Acute expression of mutant LRRK2 in adult mouse brain results in diminished staining of TGN markers in vivo. (A) Mouse striatum sections from animals 2 wk after injection with lentiviral vectors expressing either (Left) eGFP or (Right) G2019S mutant eGFP-LRRK2 stained for GFP (green), GLG1 (red), and TOPRO3 (blue in Bottom). (B) Counting of cells with minimal GLG1 staining in animals transduced with the vectors, with untransduced cells in the same sections also counted as controls.

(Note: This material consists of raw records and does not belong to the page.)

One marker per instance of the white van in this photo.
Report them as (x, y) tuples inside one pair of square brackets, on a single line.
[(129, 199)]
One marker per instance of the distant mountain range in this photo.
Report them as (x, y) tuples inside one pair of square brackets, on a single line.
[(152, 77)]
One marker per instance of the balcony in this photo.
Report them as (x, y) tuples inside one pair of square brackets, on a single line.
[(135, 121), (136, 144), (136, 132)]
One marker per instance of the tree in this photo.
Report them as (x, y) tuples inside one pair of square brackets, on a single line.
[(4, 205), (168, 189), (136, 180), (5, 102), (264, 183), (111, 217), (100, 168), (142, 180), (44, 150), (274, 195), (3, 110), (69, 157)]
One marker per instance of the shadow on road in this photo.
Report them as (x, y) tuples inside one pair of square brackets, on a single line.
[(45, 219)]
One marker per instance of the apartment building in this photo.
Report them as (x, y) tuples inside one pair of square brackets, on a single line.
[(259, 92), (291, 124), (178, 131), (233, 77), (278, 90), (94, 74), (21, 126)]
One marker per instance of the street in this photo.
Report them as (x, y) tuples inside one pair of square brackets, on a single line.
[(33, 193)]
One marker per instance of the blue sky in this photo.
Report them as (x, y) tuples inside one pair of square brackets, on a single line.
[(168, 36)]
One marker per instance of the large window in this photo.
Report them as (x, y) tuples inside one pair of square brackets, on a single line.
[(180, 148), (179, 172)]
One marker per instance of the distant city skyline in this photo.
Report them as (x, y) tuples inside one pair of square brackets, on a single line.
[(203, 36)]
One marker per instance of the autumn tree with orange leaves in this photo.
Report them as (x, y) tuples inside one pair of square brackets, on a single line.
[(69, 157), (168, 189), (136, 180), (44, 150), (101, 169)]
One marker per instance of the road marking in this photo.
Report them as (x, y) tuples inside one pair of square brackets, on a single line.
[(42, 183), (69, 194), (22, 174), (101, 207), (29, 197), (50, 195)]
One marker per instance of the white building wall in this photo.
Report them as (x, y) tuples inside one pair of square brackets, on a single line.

Error bars show SEM. ***P < 0.001 (Tukey posthoc test from one-way ANOVA compared with eGFP control).

Fig. 4.

Mechanism of turnover of Golgi-derived vesicles involves the autophagy–lysosomal system and is consistent with altered gene expression in the human brain. (A–C) Selective Golgi clearance involves the autophagy–lysosome system. (A) Cells coexpressing LRRK2 (red) and GUS (blue) stained for TGN46 (green) after treatment for 24 h with DMSO or 10 nM bafilomycin A1. A cell with only residual TGN46 is shown in Right. (B and C) Blinded counts of the proportions of Golgi phenotypes in cells treated with (B) bafilomycin A1 or (C) knockdown of Atg7. (D and E) Gene expression in the human brain. (D) Direct assay of rs708723 in Rab7L1 from the brain of an individual who was heterozygous at this marker using RNA-Seq. (E) Density plots for the proportion of reads with the C allele for RNA-Seq (red) and exome data for DNA (blue) in brains from individuals heterozygous for rs708723. There is departure from the expected proportion of 0.5 (black vertical line) for RNA-Seq data.